Opioids were commonly given to patients as a treatment for acute gout attacks, despite the availability of other effective and appropriate therapies, a retrospective study found.

Among 456 patients who were discharged from the hospital or emergency department (ED) with a primary diagnosis of gout, 28.3% received an opioid prescription, according to Deepan S. Dalal, MD, of Brown University Warren Alpert School of Medicine in East Providence, Rhode Island, and colleagues.

And while the median duration of the prescription was 8 days, one-quarter of these patients had prescriptions for 14 days or more, which exceeds gout attacks' normal expected length, the researchers reported in Arthritis Care & Research.

"The fact that 28% of patients are being treated with opioids, and many longer than 2 weeks, is alarming and provides an opportunity to reduce the burden of prescription opioids," Dalal said in a press release.

Gout is an inflammatory form of arthritis that has been estimated to afflict 4% of the population, and is associated with high levels of pain and disability. Recommended therapies include corticosteroids, nonsteroidal anti-inflammatory drugs, and colchicine, which are "very effective for reducing the inflammation and pain associated with the attack," the researchers wrote.

In contrast, opioids are not considered as having anti-inflammatory effects, yet anecdotal evidence has suggested they are often prescribed acute gout attacks.
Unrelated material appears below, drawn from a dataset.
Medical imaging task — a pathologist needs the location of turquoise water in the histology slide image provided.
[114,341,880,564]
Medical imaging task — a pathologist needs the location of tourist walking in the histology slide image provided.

Therefore, to examine the prevalence of opioid use, specific types used, and associated factors, Dalal and colleagues reviewed the health records of patients enrolled in the Rhode Island Lifespan Healthcare Systems from 2015 to 2017.
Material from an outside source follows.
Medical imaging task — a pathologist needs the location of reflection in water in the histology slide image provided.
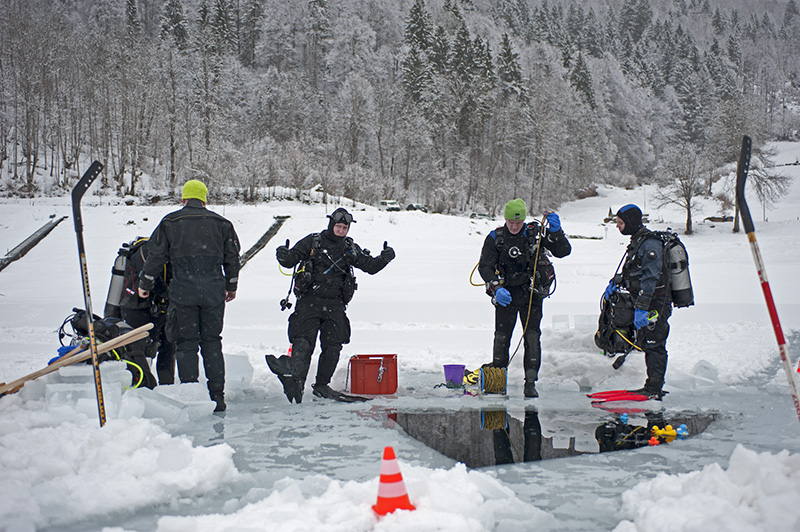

The 129 patients identified as having been discharged with an opioid prescription averaged age 58.7 years, and 79% were men. The most commonly used opioid was oxycodone or an oxycodone combination, seen in 81%. The average daily dose was 37.9 morphine mg equivalents.

Patients given opioids tended to be slightly younger (57.37 vs 59.27 years, P<0.05) and more often were men (85.3% vs 77%, P<0.05) than those not receiving opioids. They also more often had hypertension (85.1% vs 75.5%, P<0.05), diabetes (47.7% vs 32.2%, P<0.05), and a history of substance abuse (14% vs 6.9%, P<0.05).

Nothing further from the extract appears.